I was devastated. I did exactly what I didn’t want to do; I lost my temper and used the very phrase that I had worked so hard to avoid. Once we were almost home, I apologized to Justin and Sarah and asked them to forgive me, to which they readily offered me grace.
When our daughter was nine, the Lord added to our number, and our third child was born. After Sammy, we had two more boys, Luke and Josh. Let me just say, having three boys back to back is much different than having one boy and one girl. My boys’ energy is off the charts; they wrestle, they’re loud, and I’m not even shocked when another something gets mysteriously broken. Although I have been a mother for twenty-three years, I still face some of the same challenges that I did as a young mom.

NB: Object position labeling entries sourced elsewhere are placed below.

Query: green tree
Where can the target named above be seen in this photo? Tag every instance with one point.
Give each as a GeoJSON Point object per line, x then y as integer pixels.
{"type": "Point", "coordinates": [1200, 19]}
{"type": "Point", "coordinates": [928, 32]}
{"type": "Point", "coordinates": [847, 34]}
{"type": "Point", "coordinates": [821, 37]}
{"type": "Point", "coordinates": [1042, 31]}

My husband and I often say that this parenting gig is not for the faint of heart; it’s the hardest and most rewarding job you could ever have. At this time, two of my sons are struggling with anger rooted in the loss of their big brother. It’s quite a challenge to deal simultaneously with discipline and grief. The best thing I can do is pray and ask God for wisdom beyond my years and for eyes to see how to best minister to their little hearts.
Sadly, I lose my patience more times than I care to admit, and “shut-up” still erupts from my lips before I can stop it. In such times, the apostle Paul’s words deeply minister to my weary soul,
“But he said to me, “My grace is sufficient for you, for my power is made perfect in weakness.” Therefore I will boast all the more gladly of my weaknesses, so that the power of Christ may rest upon me.” 2 Corinthians 12:9 ESV
Isn’t that a beautiful truth? We boast in our weakness, for there, His strength is made perfect. Now that’s a good word.